Children’s minds are the most impressionable. They are like clay that takes any shape you give it. That’s why it’s important to create a powerful, positive and peaceful environment in your kid’s formative years. One way to do this is by introducing them to poetry. Poems packed with great imagination and moral lessons will help your child to grow into a smart and sensitive adult. Here are five children’s poets you can start with:
A famous children’s poet of the 20th century, Shel Silverstein could make the most mundane of things funny. He had a playful way with words, and made interesting doodles to go with his poems by him. The Giving Tree and The Missing Piece are two of his books that every kid should read for their thoughtful writing and moral messaging.
Born in British India, Rudyard Kipling wrote poems that were not only relevant to that time, but also make sense now. They talk about nature, imagination, friendship, strength and courage – things that should be fed to young minds.
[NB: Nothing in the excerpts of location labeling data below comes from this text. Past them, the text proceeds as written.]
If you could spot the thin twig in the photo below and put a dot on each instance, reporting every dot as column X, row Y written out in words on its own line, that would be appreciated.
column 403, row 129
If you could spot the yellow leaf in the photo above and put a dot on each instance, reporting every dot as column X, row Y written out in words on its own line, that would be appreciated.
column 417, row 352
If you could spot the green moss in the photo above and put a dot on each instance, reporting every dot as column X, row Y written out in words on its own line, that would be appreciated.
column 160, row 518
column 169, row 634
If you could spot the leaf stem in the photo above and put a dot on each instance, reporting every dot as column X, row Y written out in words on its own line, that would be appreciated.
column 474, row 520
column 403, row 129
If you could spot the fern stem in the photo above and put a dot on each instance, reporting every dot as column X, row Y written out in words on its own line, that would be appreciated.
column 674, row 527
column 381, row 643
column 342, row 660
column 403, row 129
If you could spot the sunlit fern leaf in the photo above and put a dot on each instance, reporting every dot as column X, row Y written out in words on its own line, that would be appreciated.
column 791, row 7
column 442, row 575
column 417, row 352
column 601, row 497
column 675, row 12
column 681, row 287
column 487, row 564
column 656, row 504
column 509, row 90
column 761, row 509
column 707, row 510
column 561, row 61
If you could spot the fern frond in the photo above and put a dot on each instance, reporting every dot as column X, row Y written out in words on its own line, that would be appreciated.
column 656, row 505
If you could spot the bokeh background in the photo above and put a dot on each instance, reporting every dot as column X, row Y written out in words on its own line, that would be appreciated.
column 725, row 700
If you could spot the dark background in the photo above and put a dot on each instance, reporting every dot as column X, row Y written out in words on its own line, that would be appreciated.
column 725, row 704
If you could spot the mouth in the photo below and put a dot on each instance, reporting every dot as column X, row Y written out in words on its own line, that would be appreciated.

His most famous poem If is unmissable for its profound wisdom – make sure to read it along with your children.
Roald Dahl might be most known for writing Matilda and Charlie And The Chocolate Factory, but he has many more children’s poems to his credit as well. His works reflect great imagination, as they’re often set against the backdrop of magical words that spark children’s curiosity and creative thinking.
Dr Seuss was an American writer and illustrator whose stories featured interesting, fictional characters and playful rhymes that can turn the dullest of days around. Similarly, his poetry books have a fanbase of children and adults alike.
Edward Lear started out as a painter, but eventually transitioned to being a children’s poet. His claim to fame lies in introducing limericks to the literary world – short poems that are funny but often nonsensical. The Owl And The Pussy Cat is one of his most popular ones.